The fiscal stimulus announced by the government on Tuesday will make many businesses happy. The resultant price cuts that have been announced could well encourage some revival of demand—which was the intended effect. Given the Constitutional constraints on the government, such indirect tax changes were the only option left as far as conventional fiscal instruments were concerned. There were significant expectations that these or similar measures would be announced in the Interim Budget presented last week, but the government argued at the time that propriety came in the way of any fresh stimulus package—an explanation that begs the question as to when such propriety issues got time-barred. If the real explanation is that the government did not think last week that a fresh stimulus was required, and changed its mind after the howl of protest that greeted the Interim Budget’s inaction, it creates the impression that North Block is not applying a firm hand to the rudder, and is reacting to criticism rather than working to its own plan.
It may be a contradiction to speak of fiscal stimulus and fiscal discipline in the same breath, but the fact is that there are more efficient and less efficient ways of providing a fiscal stimulus.
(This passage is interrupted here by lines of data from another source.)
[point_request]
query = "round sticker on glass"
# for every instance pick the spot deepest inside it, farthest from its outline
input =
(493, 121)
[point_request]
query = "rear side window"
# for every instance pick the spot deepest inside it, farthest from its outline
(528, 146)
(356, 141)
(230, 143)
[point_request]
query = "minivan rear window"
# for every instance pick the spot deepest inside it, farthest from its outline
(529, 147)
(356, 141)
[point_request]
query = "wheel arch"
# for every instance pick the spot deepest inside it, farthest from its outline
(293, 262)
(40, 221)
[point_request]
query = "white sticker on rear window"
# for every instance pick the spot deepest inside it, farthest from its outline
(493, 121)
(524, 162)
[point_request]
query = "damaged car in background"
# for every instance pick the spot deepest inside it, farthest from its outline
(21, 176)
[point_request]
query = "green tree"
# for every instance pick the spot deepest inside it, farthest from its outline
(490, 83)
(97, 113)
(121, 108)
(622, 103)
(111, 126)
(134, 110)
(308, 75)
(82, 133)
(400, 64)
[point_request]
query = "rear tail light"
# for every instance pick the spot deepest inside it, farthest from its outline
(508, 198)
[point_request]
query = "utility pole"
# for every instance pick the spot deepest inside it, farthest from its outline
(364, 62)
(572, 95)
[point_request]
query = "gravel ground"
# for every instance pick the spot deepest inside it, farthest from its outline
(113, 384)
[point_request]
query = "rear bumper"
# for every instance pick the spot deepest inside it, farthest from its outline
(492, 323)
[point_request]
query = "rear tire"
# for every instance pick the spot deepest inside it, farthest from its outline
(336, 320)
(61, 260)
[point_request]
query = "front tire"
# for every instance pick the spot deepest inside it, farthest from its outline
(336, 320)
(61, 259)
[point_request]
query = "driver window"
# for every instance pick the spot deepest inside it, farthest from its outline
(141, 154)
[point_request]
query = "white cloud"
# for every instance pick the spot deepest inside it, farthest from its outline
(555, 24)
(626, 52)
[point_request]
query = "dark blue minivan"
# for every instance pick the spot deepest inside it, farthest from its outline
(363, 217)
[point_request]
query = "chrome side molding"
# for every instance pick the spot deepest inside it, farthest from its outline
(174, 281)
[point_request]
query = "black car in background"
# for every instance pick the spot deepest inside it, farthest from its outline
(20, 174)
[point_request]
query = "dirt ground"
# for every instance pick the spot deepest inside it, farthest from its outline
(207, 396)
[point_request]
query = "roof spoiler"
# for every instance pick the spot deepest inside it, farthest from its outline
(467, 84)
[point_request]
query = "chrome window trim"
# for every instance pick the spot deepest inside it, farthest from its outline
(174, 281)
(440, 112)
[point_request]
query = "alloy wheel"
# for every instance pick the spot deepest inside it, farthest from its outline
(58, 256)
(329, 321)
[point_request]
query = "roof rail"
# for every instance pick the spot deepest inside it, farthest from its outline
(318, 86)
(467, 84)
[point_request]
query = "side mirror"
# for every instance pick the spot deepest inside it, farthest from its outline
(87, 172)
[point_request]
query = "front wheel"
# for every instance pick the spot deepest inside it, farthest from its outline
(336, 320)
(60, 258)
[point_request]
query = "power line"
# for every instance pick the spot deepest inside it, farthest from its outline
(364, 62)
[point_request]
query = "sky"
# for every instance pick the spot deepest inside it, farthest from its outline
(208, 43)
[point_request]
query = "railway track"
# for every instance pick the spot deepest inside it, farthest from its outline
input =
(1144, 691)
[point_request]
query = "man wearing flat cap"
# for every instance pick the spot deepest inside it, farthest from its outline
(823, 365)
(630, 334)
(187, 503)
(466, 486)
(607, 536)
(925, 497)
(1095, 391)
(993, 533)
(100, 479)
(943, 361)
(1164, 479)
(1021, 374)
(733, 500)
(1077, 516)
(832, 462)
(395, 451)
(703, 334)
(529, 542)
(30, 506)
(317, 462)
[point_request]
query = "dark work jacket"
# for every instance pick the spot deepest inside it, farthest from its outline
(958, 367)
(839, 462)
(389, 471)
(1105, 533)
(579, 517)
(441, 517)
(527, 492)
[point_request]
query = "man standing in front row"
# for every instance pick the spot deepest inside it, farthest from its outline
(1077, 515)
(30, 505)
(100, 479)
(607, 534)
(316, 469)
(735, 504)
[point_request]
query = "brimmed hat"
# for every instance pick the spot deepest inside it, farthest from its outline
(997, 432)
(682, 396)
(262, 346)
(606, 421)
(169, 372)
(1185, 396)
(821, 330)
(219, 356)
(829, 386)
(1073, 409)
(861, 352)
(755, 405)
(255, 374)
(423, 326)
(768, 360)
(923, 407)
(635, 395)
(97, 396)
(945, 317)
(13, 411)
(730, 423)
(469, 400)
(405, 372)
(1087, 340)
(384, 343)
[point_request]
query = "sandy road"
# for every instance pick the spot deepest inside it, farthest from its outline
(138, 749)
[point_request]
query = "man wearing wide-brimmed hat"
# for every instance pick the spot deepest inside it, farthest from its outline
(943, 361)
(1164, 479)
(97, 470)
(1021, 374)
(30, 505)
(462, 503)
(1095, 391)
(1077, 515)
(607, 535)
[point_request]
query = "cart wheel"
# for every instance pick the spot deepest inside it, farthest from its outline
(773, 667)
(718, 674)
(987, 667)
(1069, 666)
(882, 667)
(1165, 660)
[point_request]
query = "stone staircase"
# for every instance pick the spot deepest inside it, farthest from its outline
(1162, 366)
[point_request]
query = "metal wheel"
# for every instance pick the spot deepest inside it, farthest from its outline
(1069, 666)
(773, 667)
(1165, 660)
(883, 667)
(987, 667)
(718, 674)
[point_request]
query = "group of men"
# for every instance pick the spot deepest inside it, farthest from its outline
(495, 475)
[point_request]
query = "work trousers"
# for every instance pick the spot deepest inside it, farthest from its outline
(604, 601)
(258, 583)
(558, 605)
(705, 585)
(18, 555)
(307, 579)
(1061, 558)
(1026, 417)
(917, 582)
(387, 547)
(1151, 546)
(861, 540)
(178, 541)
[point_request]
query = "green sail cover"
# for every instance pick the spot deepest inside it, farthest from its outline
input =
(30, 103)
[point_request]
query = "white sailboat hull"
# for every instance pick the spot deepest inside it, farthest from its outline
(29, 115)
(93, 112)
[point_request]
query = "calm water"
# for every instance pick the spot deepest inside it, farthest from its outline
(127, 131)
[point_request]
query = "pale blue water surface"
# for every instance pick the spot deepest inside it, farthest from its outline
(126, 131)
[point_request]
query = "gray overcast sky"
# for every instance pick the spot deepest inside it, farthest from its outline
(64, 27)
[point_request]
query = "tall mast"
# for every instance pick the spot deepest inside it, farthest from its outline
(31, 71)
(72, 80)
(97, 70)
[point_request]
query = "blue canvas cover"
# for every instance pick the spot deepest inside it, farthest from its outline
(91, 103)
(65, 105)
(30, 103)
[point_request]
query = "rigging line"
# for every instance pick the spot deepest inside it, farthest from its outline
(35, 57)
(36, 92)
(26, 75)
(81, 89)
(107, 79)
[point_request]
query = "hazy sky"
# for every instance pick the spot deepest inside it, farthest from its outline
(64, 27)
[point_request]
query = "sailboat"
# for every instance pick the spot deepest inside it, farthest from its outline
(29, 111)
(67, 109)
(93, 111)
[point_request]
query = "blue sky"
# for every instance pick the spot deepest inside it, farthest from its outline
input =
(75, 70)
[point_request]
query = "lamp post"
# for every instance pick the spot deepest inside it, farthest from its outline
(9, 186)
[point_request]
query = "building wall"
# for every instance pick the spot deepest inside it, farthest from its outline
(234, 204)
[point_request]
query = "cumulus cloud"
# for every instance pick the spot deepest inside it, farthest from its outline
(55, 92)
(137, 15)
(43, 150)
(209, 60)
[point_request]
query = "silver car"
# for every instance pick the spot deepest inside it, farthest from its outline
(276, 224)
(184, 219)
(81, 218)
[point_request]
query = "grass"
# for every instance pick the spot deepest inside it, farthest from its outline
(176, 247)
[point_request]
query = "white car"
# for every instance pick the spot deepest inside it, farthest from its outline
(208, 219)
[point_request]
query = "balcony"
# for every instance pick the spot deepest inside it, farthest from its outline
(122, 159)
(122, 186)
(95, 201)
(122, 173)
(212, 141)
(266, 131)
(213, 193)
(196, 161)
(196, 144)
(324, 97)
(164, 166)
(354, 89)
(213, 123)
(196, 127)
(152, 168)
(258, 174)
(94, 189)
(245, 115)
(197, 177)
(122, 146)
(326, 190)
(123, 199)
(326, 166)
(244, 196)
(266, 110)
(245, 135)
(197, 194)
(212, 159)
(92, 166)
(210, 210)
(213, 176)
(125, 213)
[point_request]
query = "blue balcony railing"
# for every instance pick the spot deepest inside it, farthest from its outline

In the current scenario, in which the effective fiscal deficit is already at record levels, there has to be very careful calibration of further stimulus measures, for effectiveness and appropriateness. When the Interim Budget was presented, there was some uncertainty about whether the reductions announced in December, which were supposed to expire on March 31, were to be extended or not. That they will be extended was made clear only in Tuesday’s announcement. Those reductions were estimated to cost about Rs 8,700 crore in lost revenue over four months; extrapolated for a full year, that would translate into almost Rs 25,000 crore. Add to this the Rs 29,000 crore foregone by the further cuts on Tuesday and the result is an immediate addition of Rs 54,000 crore to the estimated deficit for 2009-10. That is over and above the Interim Budget estimate, and would take the deficit for the next financial year to 6.4 per cent of GDP. If, in addition, the new government pushes through with another 1 per cent of GDP as Plan spending, as has been indicated, the deficit would climb to 7.4 per cent of GDP—nearly the same level as this year, despite not having to pay for a farm loan waiver and bloated oil and fertiliser bills.
This is a huge burden. Under the pressure of government borrowing to finance the deficit, interest rates will harden—and almost certainly crowd out private borrowers. This can be avoided only if the Reserve Bank of India buys back the monetary stabilisation securities so as to pump out more cash, and drops the cash reserve ratio so that banks have money to buy government bonds. But that will not address the growing international worry about the fiscal direction in which India is headed. One rating agency has put India on rating watch, and the eventual loss of investment grade rating should not be a surprise. There is the risk of tax revenues falling short of estimates, of global funds steering clear of India for fear of the downside risk, and as a consequence failure to get various infrastructure projects off the ground (because domestic funding is too small to fit the bill).